Le 30/10/2013 17:32, "Jörg Knappen" a écrit :
> The data did not only contain latin-1 type mangling for the 
> non-existent Windows characters, but also sequences with the raw
> C1 control characters for all of latin-1. So I had to do them, too.
> The data weren't consistent at all, not even in their errors.
> --Jörg Knappen
Your question helped me dust off and repair a non working python snippet 
I wrote for a similar problem. I was stuck with the mixing of 
windows-1252 and latin1 controls (linked with a chinese characters). I 
write it below for reference.
The python snippet below does not need sed, defines a function 
(unscramble(S)) which works on strings.
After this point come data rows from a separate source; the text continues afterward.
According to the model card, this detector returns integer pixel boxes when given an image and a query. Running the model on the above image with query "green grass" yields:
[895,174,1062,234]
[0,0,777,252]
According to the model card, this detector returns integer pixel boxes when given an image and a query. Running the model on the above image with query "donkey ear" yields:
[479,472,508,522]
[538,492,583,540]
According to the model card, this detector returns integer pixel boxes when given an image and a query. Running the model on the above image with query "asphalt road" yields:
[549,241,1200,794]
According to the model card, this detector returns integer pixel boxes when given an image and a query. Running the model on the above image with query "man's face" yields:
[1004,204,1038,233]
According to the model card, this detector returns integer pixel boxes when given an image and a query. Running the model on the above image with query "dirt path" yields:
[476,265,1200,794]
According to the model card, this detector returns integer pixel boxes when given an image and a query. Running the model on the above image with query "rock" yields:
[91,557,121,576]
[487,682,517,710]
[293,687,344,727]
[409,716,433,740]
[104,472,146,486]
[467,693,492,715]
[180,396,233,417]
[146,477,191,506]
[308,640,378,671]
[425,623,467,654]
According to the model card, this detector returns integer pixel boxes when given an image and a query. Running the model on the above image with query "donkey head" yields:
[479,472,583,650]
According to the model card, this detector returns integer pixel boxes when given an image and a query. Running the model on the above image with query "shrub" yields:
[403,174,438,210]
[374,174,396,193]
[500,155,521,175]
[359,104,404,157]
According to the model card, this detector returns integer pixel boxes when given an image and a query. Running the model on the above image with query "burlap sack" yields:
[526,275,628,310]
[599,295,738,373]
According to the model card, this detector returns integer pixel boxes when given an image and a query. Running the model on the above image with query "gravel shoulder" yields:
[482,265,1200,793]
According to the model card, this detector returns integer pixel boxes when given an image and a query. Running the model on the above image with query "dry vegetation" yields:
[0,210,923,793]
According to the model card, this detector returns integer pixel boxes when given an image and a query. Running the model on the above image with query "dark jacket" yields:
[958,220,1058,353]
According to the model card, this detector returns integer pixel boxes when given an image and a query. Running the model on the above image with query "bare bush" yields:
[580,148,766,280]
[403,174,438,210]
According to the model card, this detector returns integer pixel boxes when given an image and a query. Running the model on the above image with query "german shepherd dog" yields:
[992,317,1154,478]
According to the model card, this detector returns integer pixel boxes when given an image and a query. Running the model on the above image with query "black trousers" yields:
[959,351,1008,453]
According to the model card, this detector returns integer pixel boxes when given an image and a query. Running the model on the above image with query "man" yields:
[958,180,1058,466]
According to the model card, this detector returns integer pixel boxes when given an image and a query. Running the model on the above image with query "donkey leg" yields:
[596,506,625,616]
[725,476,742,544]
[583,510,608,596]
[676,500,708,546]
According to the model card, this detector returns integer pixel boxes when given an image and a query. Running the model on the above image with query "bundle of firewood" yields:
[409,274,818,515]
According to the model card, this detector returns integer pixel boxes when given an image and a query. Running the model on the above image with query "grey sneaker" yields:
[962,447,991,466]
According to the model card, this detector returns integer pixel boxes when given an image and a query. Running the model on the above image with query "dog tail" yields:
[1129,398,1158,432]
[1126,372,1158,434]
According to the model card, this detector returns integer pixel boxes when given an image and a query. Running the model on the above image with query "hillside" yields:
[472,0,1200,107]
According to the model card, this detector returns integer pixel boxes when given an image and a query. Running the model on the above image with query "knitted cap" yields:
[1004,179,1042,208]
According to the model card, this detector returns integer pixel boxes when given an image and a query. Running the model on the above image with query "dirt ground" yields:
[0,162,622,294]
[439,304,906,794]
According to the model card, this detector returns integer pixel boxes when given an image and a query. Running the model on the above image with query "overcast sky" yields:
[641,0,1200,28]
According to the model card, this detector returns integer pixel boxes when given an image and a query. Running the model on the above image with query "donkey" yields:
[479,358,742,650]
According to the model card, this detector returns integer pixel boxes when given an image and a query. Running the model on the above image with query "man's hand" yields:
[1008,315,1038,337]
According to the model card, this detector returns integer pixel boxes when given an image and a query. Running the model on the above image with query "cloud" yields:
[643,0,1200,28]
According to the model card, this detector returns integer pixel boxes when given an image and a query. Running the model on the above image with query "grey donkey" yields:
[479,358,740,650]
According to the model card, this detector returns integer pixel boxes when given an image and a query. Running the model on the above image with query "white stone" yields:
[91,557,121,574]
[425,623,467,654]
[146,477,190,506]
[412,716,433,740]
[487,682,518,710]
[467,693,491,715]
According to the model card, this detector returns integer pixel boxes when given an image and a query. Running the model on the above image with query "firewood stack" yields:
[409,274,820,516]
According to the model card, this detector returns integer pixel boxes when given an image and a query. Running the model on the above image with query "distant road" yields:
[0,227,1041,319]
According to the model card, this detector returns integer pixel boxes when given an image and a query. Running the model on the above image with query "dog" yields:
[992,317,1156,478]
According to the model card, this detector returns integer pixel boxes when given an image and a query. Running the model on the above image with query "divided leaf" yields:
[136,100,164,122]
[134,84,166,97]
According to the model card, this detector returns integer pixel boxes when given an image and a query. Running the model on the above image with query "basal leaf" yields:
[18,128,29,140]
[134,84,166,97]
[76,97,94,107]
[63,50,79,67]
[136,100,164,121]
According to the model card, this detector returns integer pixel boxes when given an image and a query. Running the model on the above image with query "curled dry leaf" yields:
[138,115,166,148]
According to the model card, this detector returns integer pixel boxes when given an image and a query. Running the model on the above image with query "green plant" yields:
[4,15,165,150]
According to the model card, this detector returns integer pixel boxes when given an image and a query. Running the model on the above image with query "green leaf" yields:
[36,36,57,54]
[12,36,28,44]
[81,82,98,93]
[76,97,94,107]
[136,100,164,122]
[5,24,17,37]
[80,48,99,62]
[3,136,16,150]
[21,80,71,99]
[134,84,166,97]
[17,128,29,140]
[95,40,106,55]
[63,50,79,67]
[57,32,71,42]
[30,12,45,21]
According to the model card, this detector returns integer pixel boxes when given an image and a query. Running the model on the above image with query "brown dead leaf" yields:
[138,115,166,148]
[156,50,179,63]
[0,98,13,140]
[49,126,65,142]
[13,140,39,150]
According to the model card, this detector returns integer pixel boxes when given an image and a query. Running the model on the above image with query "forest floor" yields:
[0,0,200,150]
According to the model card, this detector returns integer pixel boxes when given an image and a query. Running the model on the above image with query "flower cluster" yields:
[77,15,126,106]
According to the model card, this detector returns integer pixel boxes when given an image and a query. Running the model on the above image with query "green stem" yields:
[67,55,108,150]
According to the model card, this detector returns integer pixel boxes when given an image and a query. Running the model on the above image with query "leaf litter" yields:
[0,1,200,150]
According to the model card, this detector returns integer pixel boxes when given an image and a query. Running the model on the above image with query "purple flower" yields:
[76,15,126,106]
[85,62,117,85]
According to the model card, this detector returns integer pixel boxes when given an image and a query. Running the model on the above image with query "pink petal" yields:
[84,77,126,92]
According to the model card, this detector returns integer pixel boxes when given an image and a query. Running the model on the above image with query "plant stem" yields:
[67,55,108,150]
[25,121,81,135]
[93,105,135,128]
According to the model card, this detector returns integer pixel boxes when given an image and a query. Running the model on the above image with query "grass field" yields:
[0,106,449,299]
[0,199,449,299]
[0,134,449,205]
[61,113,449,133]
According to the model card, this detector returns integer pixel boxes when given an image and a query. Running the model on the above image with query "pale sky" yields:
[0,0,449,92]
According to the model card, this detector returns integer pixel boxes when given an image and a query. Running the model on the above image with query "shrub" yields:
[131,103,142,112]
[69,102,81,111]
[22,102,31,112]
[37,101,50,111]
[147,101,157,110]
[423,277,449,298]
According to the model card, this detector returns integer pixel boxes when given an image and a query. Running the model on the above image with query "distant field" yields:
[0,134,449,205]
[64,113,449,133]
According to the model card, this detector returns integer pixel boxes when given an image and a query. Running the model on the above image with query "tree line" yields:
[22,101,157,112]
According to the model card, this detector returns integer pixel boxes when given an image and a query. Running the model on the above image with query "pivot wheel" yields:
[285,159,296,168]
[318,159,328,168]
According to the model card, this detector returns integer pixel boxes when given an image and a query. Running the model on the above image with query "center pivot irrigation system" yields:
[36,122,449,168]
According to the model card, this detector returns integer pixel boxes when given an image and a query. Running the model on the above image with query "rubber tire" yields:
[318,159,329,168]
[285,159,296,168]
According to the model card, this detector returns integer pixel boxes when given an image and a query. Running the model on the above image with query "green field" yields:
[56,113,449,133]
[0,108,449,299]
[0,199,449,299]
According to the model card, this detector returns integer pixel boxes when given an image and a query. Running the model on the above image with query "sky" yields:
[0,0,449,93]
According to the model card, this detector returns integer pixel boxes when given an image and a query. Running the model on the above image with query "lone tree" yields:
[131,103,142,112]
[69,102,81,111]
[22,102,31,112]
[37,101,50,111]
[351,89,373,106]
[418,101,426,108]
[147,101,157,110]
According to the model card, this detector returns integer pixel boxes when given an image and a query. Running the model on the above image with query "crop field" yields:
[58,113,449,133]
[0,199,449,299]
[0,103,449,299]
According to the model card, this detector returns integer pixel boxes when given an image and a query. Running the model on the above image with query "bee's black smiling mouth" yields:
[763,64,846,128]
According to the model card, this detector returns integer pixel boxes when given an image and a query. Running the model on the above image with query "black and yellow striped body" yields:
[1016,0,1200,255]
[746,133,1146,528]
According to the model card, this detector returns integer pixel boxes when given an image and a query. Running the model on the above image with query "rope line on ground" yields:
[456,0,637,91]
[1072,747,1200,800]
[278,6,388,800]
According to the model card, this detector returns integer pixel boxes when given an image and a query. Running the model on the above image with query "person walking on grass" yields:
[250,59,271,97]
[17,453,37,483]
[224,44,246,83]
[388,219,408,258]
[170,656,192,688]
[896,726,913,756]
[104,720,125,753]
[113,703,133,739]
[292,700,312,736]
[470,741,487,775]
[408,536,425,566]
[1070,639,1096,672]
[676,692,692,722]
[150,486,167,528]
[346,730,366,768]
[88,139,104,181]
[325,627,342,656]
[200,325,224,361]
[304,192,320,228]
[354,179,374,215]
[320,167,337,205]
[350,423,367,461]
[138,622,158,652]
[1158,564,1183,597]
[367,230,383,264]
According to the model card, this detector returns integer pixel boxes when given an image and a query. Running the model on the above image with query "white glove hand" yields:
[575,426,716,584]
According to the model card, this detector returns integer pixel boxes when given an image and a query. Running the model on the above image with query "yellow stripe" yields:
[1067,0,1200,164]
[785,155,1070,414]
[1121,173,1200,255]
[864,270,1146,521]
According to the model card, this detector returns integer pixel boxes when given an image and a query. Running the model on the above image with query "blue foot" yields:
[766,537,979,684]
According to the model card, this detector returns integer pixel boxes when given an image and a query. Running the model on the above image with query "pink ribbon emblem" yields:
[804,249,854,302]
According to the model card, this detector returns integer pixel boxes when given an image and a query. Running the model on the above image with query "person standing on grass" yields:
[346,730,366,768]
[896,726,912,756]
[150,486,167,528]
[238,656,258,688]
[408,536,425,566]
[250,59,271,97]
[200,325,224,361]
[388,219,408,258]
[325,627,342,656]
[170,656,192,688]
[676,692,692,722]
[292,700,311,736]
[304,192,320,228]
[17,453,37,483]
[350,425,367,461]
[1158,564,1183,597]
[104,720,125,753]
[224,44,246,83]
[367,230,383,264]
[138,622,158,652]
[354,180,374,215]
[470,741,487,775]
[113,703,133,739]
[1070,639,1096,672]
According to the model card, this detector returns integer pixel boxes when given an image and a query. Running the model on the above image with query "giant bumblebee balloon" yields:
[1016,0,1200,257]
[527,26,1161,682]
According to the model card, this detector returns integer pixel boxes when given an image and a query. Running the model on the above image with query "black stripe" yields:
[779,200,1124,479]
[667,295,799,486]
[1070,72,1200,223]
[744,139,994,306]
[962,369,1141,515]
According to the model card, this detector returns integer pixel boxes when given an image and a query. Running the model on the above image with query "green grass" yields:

The extension to files should be 
easy.
     Frédéric Grosshans
def Step1Filter(S):
     for c in S :
     #works character/character because of the cp1252/latin1 ambiguity
         try :
             yield c.encode('cp1252')
         except UnicodeEncodeError :
             yield c.encode('latin1')
             #Useful where cp1252 is undefined (81, 8D, 8F, 90, 9D)
def unscramble(S):
     return b''.join(c for c in Step1Filter(S)).decode('utf8')
PS: If anyone is interested in a licence, I consider this simple enough 
to be in the public domain an uncopyrightable.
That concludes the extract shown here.